Si hay una forma de matar la democracia formal que tenemos es a través de una justicia complaciente. Su poder opera como la diabetes, disuade las acciones mas heroicas, bendice las peores decisiones políticas y cuando se le acaba el respeto a las formas, recurre al absurdo como la reciente justicia boliviana. Esta acaba de interpretar que el binomio Evo Morales – García puede volver a buscar una nueva reelección sostenidos en que ambos tienen “derechos humanos fundamentales” a presentarse a comicios a pesar de que un referéndum popular haya votado lo contrario. En una palabra, no sirve lo que dijeron a coro e interpretan los derechos fundamentales para avalar un crimen contra la democracia. Ante tamaño prevaricato no le queda otra opción al pueblo boliviano que levantarse contra la tiranía y al gobierno de Morales recurrir a la violencia, represión, exilio y muerte de sus opositores siguiendo el mismo manual de Nicaragua y Venezuela.
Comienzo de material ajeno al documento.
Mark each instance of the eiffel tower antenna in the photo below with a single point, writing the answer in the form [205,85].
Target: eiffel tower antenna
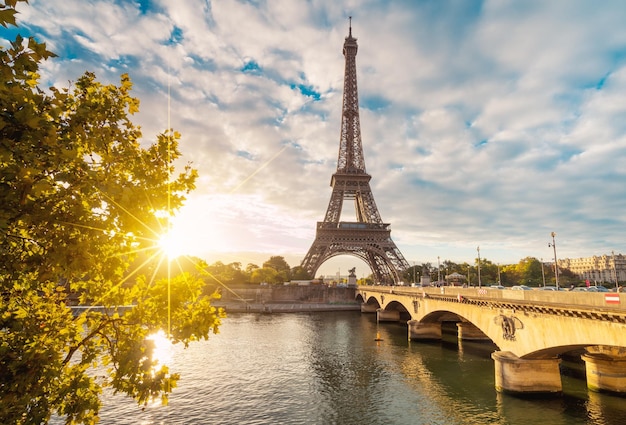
[367,238]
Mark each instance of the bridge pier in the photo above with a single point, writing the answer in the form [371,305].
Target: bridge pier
[368,308]
[469,332]
[387,315]
[424,331]
[523,376]
[606,369]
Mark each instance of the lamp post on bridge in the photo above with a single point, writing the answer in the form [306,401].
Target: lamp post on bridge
[479,282]
[438,271]
[615,273]
[556,266]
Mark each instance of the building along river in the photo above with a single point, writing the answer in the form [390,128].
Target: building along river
[327,368]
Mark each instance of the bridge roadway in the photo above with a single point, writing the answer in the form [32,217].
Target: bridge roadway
[530,328]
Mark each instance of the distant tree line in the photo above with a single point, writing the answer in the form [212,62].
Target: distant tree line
[528,271]
[275,271]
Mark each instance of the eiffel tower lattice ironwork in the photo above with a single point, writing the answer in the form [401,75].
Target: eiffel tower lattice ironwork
[368,237]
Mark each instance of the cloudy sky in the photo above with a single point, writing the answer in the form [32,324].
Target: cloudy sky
[484,123]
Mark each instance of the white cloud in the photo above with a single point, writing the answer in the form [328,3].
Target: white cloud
[484,123]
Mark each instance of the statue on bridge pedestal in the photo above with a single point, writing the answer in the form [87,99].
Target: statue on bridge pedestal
[352,277]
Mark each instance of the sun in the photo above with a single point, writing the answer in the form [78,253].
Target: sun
[172,245]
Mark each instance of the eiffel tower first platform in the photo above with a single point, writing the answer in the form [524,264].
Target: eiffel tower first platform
[368,237]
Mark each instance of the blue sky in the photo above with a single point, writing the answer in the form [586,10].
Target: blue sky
[484,123]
La servil justicia boliviana le ha dado una estocada de muerte a la democracia de su país ante la mirada atónita de todos.

La imposición de un modelo autoritario siempre sigue el mismo recorrido y recurre frecuentemente al sistema de someter a cualquier autoridad que se le oponga. Esta en vez de salvaguardar los derechos comunes – los de la mayoría- interpreta la norma de forma antojadiza para darle un barniz de legalidad a un acto abiertamente contrario a la norma. La reacción de asombro ciudadano da paso luego a manifestaciones violentas que pretenden torcer las injustas decisiones tomadas mientras el gobierno endurece el puño para desatar trompadas contra el pueblo levantado. El toque de queda o las detenciones arbitrarias pasan a ser parte de un libreto donde al gobierno, como el caso boliviano, no le importa llenarse la boca de pueblo para después reprimirlo aunque luego de consultarlo y no escuchar su mandato.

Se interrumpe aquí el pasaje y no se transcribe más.